During Tuesday’s hearing of the House Committee on Oversight and Government Reform, Congresswoman Jackie Speier (D., Calif.) declared that failing to encourage people to sign up for government-mandated health insurance is downright “un-American.” Speier was referring to Congress’s refusal to fund the Obama administration’s Obamacare “outreach” efforts with taxpayer dollars (although the administration will still be running lots of taxpayer-financed pro-Obamacare propaganda ads later this summer with money that it has managed to cobble together from various sources).
It would appear that Speier’s view is shared by Secretary of Health and Human Services Kathleen Sebelius, who has been trying to remedy this apparent affront to our nation’s core principles by soliciting private “donations” for Obamacare implementation.
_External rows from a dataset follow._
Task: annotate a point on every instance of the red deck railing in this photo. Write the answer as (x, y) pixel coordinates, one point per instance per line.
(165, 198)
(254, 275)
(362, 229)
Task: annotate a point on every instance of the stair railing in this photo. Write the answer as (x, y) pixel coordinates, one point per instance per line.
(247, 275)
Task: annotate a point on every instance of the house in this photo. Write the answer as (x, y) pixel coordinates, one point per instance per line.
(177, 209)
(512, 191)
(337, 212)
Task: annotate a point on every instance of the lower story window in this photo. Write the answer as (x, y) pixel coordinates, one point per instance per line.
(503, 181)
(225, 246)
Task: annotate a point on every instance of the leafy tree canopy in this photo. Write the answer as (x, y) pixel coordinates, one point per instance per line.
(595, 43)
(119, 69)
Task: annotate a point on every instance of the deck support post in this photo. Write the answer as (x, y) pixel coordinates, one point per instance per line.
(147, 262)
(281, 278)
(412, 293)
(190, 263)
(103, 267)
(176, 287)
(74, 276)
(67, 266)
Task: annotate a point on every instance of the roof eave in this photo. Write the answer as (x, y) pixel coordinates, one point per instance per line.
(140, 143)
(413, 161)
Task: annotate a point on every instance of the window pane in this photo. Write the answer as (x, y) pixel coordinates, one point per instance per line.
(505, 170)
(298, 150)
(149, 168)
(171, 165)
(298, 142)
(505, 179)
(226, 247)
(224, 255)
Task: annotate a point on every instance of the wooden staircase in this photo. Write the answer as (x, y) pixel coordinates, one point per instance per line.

She has been seeking these donations from those whose businesses she effectively has the power to make or break with a wave of her regulatory wand.
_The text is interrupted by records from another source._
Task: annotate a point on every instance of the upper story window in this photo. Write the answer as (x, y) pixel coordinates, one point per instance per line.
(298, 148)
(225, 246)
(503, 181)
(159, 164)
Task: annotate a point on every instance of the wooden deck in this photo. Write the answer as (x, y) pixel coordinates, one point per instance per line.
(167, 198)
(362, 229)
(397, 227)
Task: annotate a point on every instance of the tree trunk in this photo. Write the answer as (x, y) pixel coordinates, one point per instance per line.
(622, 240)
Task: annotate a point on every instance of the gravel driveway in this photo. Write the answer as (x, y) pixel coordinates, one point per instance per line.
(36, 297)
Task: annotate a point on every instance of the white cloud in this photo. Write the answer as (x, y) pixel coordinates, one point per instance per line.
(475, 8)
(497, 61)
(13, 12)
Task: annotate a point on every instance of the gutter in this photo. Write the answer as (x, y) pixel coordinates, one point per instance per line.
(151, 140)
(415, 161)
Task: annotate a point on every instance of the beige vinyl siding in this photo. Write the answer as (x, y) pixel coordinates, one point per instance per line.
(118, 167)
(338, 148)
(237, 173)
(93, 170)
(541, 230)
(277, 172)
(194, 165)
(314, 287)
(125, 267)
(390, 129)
When asked during the hearing about Sebelius’s actions, which even the Washington Post calls “unusual,” Sebelius’s underling Gary Cohen testified that he saw nothing wrong with her efforts. With a straight face, Cohen — who heads up Obamacare’s newly created Center for Consumer Information and Insurance Oversight (which doesn’t sound at all Orwellian) — dismissed Sebelius’s actions as merely encouraging “public-private partnerships.”
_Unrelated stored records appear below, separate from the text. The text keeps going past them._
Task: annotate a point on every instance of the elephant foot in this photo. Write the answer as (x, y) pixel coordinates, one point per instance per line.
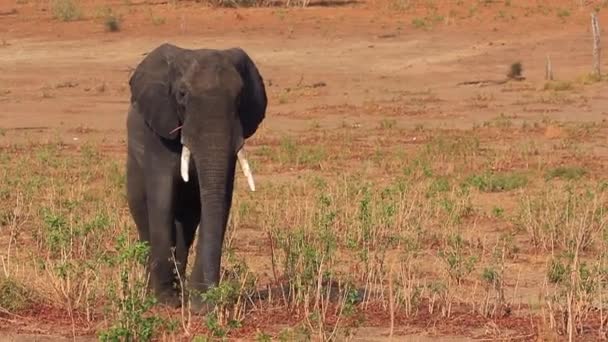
(200, 307)
(169, 299)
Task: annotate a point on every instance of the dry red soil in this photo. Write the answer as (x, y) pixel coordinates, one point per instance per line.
(355, 63)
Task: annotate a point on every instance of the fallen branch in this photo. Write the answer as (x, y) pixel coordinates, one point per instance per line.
(514, 74)
(491, 82)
The CCIIO head was also asked by Congressman Kerry Bentivolio (R., Mich.) — one of the few representatives who, rather refreshingly, refused to refer to Obamacare (officially named the clunky-sounding Patient Protection and Affordable Care Act — or PPACA) as the “Affordable Care Act” — whether Obamacare’s centerpiece individual mandate is a tax. Amazingly, Cohen refused to grant that it is.
So, to recap on this point: First (when he was running for president), President Obama insisted that he opposed an individual mandate. Then (when he was pushing Obamacare down the throats of an unwilling citizenry), he championed an individual mandate. Then he emphatically said on national television that the individual mandate is not a tax. Then he shamelessly had his legal team argue before the Supreme Court that the mandate is a tax. Then the Court ruled that the mandate is a tax — and that, if it weren’t, the mandate would be unconstitutional because (contrary to Obama’s further claim) it exceeds Congress’s power to regulate interstate commerce. And now Cohen, who holds a key position in the Obamacare chain of command, refuses to grant that the mandate is a tax — even though that’s the sole thread from which its highly dubious constitutionality hangs.
One thing is clear: A newly beefed-up (courtesy of Obamacare) IRS will be enforcing the mandate and treating it like a tax, at the expense of private citizens. Just call it a “public-private partnership.” It would be “un-American” to do otherwise.
Jeffrey H. Anderson is executive director of the newly formed 2017 Project, which is working to advance a conservative reform agenda.